The research firm says that new chocolate consumers in China are tending to buy international brands, which has left some domestic confectionery firms struggling to turn a profit and deterring Chinese business from moving into the growing country's growing chocolate segment.
“Generally speaking, imported food companies in China are taking advantage of the Chinese mistrust towards national brands due to the previous food safety incidents in China," Daxue Consulting’s research associate Thibaud Andre told ConfectioneryNews. “European brands in particular are associated with better quality," he added.
A poll by Pew Research Center last September found 71% of China's consumers saw domestic food safety as a big problem. It follows a 2008 milk and infant formula scandal in products adulterated with melamine led to infant deaths.
COFCO-owned China Foods recently sold its loss-making confectionery business, including Le Conte, to Top Properties due to intense competition with international brands.
Continuous growth for the chocolate market
Industrial chocolate bars were largely dominating the market in China before 2000, Andre said.
However, “since the arrival of European businesses, hand-crafted chocolate makers have paved the way for a new form of consumption with fine fresh chocolate,” he said. “China is now a market with great innovation for flavor, packaging, and consumption model.”
Andre said the Chinese chocolate market generated $3.2bn sales in 2014, and it’s expected to expand up to $4.4bn sales by 2020, “meaning an increase of more than 60%,” he said.
Mintel analyst Hao Qiu estimates China’s chocolate market volume size will grow from 221,900 tonnes in 2014 to 298,700 tonnes in 2019, representing a compound annual growth rate (CAGR) of 6.1%.

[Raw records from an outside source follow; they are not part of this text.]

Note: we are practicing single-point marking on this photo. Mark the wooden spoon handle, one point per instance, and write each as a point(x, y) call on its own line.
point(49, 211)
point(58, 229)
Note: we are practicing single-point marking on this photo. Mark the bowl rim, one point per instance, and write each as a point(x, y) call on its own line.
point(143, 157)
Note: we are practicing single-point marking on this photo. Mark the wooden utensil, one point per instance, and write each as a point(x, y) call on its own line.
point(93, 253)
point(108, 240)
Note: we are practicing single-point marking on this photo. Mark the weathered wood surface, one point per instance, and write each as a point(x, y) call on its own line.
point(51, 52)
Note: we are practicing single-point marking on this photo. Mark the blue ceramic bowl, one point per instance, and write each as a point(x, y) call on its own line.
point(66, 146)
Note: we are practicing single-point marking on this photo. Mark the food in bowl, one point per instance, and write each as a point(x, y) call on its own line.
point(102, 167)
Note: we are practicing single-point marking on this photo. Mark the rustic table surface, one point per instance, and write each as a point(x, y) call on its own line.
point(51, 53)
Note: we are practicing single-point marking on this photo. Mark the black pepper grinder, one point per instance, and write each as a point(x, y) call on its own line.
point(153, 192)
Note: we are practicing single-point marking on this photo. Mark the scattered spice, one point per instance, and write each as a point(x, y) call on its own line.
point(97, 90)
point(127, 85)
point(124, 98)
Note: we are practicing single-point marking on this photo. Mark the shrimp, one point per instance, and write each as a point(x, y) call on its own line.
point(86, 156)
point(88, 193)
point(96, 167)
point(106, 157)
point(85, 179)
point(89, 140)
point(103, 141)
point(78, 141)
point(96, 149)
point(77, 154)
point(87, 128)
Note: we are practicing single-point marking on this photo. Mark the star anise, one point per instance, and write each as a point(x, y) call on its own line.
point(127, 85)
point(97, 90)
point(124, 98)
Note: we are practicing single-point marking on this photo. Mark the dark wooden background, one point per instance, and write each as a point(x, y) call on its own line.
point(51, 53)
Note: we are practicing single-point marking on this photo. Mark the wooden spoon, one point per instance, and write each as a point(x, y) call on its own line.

However, some foreign brands, such as Hershey, have experienced slower than expected growth in the Chinese chocolate market.
Mintel research manager Laurel Gu said the market growth was mainly drawn back by the rising chocolate retail market price.
“The average price chocolates get sold in China is observed to be much higher than the other countries, which poses the main obstacle to increase consumption in a wider population, especially among the low earners,” Gu said.
But she expects foreign brands will eventually triumph.
“The consumer research shows that when people buy chocolate, taste is the single most important driver. This is likely due to that the leading players in the chocolate market are all international brands...In general, people tend to trust international brands in their quality and safety assurances," she said.
Foreign brands: An obstacle that’s too significant to fix
Around 70% of China’s chocolate market is dominated by European companies, which Andre said has further discouraged Chinese companies from entering the market. He said companies fear they cannot create a brand image to meet consumer expectations.
Some of China's top confectionery companies have also been swallowed by multinational firms in recent years. Nestlé acquired a controlling stake in Hsu Fu Chi for $1.7bn in 2011, while Hershey snapped up Shanghai Golden Monkey for $584m in 2013.
The industry's top firms are also consolidating their grip on China by adding production capacity domestically or in the surrounding region. Ferrero plans to construct a factory in China's Zhejiang Province, while Hershey announced plans for a factory in Malaysia in 2013 to serve China and the surrounding region.
Mars led China's chocolate market in 2014 witn 39% value share of the Chinese chocolate market, but lost some ground in 2014 to Ferrero and Hershey, both of which grew their share to 12%, according to Euromonitor International.